Expanding the line of inquiry one further step came through comparing this haplotype with Iranian haplotypes [2] which were readily available. Due to differences in STR panels (an overlap of only 11) this proved to be inconclusive, aside from the observation that DYS389i+ii was completely different between the Central Asian modal (10-26) and the Iranian values. At this point I suspect that, much like DYS437, there is a conversion issue with DYS389 also.

Finally, a comparison was made with the R1b found in Afghanistan last year [3]. Interestingly, if DYS389i+ii and DYS437 are excluded, the two Uzbeks (samples 35 and 181) match the Central Asian R1b haplotype almost exactly based on the remaining 11 STR's. The one Tajik (sample 32) is less likely to be related due to two 1-step mutations on different STR's.

4. Conclusion

The inferences made from the data hang by a metaphorical thread due to the persistent STR issue; different labs have used different panels in the past decade, making it excruciatingly difficult to use materials from older papers. Fortunately, the presence of a specific strain of R1b-M269 in Central Asian (in Turkmen and Uzbeks) has successfully been demonstrated after select exclusions and no modifications to the data.

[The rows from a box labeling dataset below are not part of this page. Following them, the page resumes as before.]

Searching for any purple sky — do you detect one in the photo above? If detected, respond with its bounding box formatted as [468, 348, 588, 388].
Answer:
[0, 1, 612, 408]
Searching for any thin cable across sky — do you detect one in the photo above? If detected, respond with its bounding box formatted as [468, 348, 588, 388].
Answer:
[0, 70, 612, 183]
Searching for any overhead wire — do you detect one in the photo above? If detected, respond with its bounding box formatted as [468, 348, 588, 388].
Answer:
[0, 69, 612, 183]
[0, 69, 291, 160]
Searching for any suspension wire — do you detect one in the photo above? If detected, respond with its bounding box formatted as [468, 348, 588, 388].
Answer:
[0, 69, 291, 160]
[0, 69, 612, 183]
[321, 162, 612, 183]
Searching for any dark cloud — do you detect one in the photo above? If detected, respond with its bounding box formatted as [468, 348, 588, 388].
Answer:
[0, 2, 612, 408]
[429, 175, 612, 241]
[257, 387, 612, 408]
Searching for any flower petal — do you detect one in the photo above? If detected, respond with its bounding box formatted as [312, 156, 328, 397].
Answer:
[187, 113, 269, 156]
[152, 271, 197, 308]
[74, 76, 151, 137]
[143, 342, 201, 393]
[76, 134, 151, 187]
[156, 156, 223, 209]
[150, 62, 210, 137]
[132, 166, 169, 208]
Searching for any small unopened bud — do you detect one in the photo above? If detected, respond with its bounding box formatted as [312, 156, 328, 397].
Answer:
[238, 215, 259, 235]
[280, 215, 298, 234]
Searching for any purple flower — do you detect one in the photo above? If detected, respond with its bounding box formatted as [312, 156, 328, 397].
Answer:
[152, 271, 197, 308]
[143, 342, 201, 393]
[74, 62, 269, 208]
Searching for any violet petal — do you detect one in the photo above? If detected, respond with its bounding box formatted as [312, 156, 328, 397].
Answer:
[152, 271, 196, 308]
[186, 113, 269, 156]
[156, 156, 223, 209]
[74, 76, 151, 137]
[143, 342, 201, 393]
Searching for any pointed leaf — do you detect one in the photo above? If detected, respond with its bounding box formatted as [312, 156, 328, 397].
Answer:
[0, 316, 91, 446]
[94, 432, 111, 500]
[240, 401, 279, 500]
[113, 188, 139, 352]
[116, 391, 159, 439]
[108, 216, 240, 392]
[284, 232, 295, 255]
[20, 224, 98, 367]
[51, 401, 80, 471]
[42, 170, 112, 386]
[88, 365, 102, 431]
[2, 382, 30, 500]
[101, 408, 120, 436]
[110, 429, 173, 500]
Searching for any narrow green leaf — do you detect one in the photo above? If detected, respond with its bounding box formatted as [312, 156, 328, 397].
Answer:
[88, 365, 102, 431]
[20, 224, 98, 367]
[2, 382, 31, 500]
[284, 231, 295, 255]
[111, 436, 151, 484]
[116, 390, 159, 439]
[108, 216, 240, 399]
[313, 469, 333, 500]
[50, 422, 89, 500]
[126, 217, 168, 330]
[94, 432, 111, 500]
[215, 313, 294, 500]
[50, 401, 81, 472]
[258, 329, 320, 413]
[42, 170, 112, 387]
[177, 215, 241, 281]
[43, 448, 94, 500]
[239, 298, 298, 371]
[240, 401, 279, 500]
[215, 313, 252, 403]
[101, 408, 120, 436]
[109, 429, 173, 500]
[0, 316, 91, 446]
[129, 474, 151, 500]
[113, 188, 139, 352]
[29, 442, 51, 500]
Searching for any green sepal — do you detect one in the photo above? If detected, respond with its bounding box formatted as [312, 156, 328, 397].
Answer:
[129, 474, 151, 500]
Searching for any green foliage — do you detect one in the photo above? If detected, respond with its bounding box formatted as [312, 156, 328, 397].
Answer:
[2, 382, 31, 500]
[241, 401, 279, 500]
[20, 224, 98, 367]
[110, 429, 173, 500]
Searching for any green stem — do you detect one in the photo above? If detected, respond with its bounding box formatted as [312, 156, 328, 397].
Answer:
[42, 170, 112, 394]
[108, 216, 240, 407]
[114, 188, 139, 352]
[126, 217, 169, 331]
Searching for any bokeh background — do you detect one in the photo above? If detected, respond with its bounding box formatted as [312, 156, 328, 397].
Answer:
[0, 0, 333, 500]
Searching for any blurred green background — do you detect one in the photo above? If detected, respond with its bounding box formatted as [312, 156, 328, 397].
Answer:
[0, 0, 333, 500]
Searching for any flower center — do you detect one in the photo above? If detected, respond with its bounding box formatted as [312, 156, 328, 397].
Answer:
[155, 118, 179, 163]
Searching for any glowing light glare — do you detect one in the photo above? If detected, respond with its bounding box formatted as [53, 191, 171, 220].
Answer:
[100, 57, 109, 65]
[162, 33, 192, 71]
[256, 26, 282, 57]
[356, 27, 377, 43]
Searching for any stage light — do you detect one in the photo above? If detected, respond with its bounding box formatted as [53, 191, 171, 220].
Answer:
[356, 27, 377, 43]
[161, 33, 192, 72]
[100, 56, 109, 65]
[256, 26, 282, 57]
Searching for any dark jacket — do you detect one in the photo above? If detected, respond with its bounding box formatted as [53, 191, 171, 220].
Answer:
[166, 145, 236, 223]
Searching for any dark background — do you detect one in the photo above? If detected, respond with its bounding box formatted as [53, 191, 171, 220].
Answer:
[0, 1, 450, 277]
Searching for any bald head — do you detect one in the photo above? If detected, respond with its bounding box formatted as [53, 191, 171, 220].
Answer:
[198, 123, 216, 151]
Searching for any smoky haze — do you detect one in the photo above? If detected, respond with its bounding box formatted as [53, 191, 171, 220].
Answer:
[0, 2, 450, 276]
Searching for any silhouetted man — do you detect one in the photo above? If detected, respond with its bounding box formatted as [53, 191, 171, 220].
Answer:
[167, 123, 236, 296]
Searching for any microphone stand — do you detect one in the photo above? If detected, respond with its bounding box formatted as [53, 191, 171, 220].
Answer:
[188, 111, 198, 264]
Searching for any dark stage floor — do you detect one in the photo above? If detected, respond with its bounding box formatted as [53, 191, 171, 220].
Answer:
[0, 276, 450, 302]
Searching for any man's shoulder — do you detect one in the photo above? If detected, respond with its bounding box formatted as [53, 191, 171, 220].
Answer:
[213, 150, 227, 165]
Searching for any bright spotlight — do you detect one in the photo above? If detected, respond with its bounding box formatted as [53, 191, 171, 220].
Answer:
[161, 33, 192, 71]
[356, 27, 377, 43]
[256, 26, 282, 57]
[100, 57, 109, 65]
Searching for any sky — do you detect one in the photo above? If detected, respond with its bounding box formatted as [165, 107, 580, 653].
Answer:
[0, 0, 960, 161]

However, some larger questions remain. If STR limitations were not an issue, how would the Iranians from Haber et al. have compared? Would the Tajik from the other Haber et al. paper have belonged to the same haplotype in the end?

The origin of this Central Asian R1b haplotype will, I anticipate, also be a point discussed heavily among interested parties. At this point in time, I must stress that none of the evidence thus far points to anything in particular without ruling other theories out, although it leaves the door for interpretation wide open.

Having given this cautionary statement, the main thrust of this entry should be emphasised; R1b-M269 in Central Asia is a confirmed reality and here to stay. I will defer any subsequent analyses to the experts on Y-DNA R1b which grace several genetic genealogy boards for their take on the flavour of this haplotype.

5. Acknowledgement

I publicly extend my gratitude to Dr. Tyler-Smith for being so kind in sending me the raw STR's from this important paper for my research, as well as co-authoring the other two excellent studies I have cited here and in the past.

6. References

1. Zerjal T, Wells RS, Yuldasheva N, Ruzibakiev R, Tyler-Smith C. A genetic landscape reshaped by recent events: Y-chromosomal insights into central Asia. Am J Hum Genet. 2002 Sep;71(3):466-82. Epub 2002 Jul 17.

2. Haber M, Platt DE, Badro DA, Xue Y, El-Sibai M, Bonab MA. Influences of history, geography, and religion on genetic structure: the Maronites in Lebanon. Eur J Hum Genet. 2011 Mar;19(3):334-40. doi: 10.1038/ejhg.2010.177. Epub 2010 Dec 1.

3. Haber M, Platt DE, Ashrafian Bonab M, Youhanna SC, Soria-Hernanz DF, Martínez-Cruz B. Afghanistan's ethnic groups share a Y-chromosomal heritage structured by historical events. PLoS One. 2012;7(3):e34288. doi: 10.1371/journal.pone.0034288. Epub 2012 Mar 28.